There’s one thing that Battlestate Games hardly ever reveals, and it’s the Escape from Tarkov player count. As the game is hosted on a proprietary launcher and platform, it’s impossible to get the numbers with any real sense of accuracy.
It’s super rare for Battlestate Games to mention anything related to player counts, but that’s what happened recently on social media. The head of the studio at Battlestate, Nikita Buyanov, took to social media to dispute raid loading times, and while doing so, he confirmed Escape from Tarkov’s player count at that moment.
The Rarest Mention
Try as hard as I might, I couldn’t find a single reliable source for an Escape from Tarkov player count.

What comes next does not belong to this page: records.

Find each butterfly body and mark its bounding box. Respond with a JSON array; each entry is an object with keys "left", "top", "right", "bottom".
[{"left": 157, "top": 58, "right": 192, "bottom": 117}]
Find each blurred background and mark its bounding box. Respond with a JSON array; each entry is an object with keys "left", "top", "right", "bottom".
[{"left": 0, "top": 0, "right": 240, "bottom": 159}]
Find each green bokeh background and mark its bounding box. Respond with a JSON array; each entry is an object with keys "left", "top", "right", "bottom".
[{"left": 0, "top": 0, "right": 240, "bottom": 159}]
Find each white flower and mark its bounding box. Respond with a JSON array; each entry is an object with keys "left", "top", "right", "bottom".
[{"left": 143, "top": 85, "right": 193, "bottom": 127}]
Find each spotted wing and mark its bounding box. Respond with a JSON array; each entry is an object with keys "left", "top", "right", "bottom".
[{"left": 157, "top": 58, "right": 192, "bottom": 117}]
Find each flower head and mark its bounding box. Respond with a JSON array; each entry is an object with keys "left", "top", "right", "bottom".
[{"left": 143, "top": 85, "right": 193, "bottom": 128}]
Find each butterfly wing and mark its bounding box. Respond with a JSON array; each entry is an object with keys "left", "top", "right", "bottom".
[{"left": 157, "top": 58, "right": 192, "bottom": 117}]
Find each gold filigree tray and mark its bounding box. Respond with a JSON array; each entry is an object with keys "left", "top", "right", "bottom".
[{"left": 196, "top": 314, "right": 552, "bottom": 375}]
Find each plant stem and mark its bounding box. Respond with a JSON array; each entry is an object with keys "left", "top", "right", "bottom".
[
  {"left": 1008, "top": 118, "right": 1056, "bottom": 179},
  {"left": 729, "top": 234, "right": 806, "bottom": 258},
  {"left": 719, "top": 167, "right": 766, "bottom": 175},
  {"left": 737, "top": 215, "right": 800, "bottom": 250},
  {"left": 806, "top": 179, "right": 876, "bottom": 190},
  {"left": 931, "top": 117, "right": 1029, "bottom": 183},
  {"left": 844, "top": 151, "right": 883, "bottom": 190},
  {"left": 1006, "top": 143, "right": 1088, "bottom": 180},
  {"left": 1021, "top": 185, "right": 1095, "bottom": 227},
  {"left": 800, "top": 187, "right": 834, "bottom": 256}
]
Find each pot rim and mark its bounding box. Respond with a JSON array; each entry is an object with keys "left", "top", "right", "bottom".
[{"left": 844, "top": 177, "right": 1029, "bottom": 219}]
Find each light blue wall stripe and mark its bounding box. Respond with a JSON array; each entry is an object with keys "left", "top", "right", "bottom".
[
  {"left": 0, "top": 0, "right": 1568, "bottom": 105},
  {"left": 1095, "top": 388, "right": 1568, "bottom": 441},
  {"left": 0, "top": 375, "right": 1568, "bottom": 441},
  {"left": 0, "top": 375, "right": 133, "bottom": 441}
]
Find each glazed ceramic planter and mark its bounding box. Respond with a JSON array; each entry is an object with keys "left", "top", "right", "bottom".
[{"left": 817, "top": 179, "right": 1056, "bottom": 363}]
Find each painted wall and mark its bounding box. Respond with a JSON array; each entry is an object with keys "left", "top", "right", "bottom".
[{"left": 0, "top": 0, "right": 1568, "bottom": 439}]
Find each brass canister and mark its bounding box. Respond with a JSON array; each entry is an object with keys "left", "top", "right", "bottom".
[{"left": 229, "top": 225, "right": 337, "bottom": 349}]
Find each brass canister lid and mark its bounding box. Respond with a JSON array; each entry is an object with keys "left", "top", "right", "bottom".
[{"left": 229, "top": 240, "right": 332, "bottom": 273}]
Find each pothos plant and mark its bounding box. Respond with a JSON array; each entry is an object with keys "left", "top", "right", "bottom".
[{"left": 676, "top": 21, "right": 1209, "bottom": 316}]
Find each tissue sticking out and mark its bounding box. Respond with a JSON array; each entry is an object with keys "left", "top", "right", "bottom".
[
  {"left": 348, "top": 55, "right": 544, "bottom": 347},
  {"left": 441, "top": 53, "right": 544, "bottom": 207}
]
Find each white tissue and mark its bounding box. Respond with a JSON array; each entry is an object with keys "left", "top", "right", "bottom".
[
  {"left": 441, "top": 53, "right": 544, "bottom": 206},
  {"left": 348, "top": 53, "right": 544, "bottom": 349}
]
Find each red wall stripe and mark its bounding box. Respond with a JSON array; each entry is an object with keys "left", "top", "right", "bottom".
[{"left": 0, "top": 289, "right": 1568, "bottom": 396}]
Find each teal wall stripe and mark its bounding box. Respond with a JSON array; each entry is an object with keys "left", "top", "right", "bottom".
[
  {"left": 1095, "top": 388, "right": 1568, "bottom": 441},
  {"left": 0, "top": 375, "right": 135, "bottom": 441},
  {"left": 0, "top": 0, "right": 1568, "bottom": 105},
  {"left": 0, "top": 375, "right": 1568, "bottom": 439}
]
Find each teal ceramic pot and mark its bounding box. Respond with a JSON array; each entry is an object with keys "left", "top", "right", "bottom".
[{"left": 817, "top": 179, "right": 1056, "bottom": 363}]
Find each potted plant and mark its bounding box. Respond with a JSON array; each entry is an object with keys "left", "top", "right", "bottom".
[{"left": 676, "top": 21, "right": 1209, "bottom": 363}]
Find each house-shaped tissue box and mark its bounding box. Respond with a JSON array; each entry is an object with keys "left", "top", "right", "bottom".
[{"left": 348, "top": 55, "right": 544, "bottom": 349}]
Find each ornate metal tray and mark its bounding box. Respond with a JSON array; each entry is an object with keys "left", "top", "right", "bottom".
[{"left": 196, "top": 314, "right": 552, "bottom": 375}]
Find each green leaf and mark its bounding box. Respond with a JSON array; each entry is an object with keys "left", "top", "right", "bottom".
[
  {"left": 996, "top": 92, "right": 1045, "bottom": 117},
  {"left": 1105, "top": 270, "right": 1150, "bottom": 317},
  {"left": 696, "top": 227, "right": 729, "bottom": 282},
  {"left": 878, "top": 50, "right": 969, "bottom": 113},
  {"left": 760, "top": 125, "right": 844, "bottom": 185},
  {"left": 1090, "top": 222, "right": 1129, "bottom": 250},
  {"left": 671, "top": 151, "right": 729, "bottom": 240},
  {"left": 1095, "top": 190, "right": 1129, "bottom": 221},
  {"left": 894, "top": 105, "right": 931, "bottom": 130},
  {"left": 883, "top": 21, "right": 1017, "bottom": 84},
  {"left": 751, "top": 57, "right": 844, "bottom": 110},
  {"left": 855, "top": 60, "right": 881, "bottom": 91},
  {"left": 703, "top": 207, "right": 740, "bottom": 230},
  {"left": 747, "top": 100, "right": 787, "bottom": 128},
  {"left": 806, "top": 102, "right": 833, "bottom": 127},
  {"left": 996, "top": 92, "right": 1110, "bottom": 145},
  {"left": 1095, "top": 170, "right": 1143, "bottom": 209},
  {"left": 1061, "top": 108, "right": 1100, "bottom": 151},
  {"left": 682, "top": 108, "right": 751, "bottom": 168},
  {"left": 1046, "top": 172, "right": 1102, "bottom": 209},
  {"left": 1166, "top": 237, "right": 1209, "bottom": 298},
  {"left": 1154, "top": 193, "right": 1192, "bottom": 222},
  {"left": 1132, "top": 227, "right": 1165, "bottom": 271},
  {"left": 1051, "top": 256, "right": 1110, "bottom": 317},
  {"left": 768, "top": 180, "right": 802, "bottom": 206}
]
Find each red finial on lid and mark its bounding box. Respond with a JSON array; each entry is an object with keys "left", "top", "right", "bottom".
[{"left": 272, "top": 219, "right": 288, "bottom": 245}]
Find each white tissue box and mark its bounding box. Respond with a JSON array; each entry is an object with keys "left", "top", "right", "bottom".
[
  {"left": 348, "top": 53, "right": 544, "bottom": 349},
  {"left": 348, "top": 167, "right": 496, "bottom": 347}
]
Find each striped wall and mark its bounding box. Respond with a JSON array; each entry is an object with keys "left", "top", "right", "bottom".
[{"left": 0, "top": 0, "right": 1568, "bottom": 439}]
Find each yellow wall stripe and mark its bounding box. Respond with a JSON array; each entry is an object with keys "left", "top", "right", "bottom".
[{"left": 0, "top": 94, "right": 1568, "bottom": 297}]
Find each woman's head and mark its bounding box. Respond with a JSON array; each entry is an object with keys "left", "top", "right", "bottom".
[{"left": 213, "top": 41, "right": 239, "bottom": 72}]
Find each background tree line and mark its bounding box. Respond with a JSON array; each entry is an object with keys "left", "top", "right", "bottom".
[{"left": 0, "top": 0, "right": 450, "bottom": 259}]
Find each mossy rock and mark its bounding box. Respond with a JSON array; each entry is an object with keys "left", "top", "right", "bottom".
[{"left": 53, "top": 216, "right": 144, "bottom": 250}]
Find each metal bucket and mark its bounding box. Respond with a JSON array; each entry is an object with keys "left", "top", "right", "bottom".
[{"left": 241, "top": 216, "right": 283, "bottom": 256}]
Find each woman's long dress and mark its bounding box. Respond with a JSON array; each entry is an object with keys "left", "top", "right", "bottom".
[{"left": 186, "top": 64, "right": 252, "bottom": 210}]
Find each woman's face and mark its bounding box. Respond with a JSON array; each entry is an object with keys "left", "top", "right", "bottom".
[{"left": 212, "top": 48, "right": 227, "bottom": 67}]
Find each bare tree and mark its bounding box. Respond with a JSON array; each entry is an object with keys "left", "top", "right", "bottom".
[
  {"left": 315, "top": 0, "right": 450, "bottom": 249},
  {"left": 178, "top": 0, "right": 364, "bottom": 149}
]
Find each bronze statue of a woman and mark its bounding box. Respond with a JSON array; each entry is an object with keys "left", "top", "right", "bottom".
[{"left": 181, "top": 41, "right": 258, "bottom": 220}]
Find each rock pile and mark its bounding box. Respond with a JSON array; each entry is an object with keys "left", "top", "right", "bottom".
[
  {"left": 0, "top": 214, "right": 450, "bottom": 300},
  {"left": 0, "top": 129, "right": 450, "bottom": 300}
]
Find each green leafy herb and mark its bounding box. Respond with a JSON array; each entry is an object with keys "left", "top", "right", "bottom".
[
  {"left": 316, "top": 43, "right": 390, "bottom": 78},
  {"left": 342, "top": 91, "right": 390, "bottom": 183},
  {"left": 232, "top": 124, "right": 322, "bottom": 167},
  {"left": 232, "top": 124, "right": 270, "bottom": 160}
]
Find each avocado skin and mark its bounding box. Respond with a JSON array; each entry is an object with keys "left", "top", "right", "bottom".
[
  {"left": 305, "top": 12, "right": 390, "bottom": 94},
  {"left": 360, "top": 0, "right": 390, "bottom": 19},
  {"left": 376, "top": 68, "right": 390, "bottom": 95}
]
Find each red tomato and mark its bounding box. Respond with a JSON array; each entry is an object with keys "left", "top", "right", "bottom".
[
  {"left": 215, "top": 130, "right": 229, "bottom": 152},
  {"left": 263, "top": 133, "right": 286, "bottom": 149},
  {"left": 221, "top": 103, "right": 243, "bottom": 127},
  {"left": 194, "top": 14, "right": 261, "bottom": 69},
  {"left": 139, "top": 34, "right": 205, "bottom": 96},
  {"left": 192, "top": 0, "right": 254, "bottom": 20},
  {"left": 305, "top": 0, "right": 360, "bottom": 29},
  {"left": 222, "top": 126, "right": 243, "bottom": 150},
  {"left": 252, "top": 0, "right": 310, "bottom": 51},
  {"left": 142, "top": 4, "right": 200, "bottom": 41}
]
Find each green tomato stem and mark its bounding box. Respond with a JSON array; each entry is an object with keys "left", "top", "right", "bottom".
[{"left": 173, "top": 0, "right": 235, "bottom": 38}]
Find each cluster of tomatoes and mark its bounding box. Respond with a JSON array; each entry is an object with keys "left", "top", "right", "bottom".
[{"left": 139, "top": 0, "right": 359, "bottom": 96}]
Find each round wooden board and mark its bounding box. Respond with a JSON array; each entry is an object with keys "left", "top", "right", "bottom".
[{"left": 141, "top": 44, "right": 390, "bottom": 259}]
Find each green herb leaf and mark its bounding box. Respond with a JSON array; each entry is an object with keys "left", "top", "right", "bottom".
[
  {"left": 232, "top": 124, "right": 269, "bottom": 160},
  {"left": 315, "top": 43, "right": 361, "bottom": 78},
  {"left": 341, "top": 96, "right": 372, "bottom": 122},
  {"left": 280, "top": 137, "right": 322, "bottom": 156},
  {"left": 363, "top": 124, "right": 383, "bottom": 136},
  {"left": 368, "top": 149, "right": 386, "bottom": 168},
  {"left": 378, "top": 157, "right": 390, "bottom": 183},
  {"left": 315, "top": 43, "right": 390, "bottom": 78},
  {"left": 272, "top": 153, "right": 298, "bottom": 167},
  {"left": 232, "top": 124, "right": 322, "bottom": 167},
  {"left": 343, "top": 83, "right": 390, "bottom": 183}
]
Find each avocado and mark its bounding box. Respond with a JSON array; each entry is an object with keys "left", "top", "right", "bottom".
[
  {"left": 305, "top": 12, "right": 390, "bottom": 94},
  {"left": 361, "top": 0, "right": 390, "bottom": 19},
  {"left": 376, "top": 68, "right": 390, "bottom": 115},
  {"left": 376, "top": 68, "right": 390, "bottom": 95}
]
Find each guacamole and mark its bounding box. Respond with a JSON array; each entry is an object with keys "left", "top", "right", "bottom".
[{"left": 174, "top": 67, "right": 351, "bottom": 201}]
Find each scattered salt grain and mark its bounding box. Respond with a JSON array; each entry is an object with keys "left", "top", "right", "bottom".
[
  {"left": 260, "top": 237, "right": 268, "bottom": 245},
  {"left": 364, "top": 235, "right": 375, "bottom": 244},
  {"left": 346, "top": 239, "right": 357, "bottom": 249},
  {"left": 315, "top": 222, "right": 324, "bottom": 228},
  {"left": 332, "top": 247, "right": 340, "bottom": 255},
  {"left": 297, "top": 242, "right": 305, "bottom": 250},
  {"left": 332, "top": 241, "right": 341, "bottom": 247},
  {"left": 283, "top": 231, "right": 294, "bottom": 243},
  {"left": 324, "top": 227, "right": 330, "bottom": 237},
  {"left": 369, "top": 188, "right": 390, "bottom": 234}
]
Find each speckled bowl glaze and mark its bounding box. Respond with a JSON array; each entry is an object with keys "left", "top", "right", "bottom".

It’s something fans of the game wonder about all the time, and if the game were available on a platform like Steam, it’d be much easier to see how many people play it.
That’s why this is a special moment, for Battlestate Games’ most prolific representative has revealed the Escape from Tarkov player count at one moment.
On social media, Nikita was responding to a comment criticizing the core gameplay loop in Escape from Tarkov, including how long it takes to enter a single raid.
To respond to the criticism, Buyanov flashed up a monitoring visual showcasing a graph of matchmaking times covering the last few days. There were a few peaks here and there, but no ‘anomalies’ were recorded, Buyanov stressed, suggesting that matchmaking times are within acceptable limits.
He then dropped the bombshell by revealing how many people were playing Escape from Tarkov at that moment.
‘This is matchmaking wait time chart in seconds – no anomalies detected. Current CCU is something around 45k in PvP.’
Nikita mentioned PvP specifically because that’s where the bulk of the lengthy matchmaking is being completed. The PvE platform loads differently, and players can enter a game in that mode in a matter of seconds.
This raises something interesting, though. It was a while ago now, but Nikita stressed that as a wipe unravels, more players gravitate to PvE, to the point where the end of the wipe usually represents a 50-50 split between PvP and PvE.
The last wipe was on July 9, so it’s fair to assume that 20 – 30% of players must be on the PvE platform. If 45,000 players were active at 9 PM (BST) on a Sunday, we can assume that a further 20,000 or so were playing PvE, going by the math set out by Nikita. That means 65,000 active players, which doesn’t seem like much, but it’s based mostly on conjecture.
Whatever the number is, Nikita’s revelation was the closest we’ve got to an accurate Escape from Tarkov player count ever.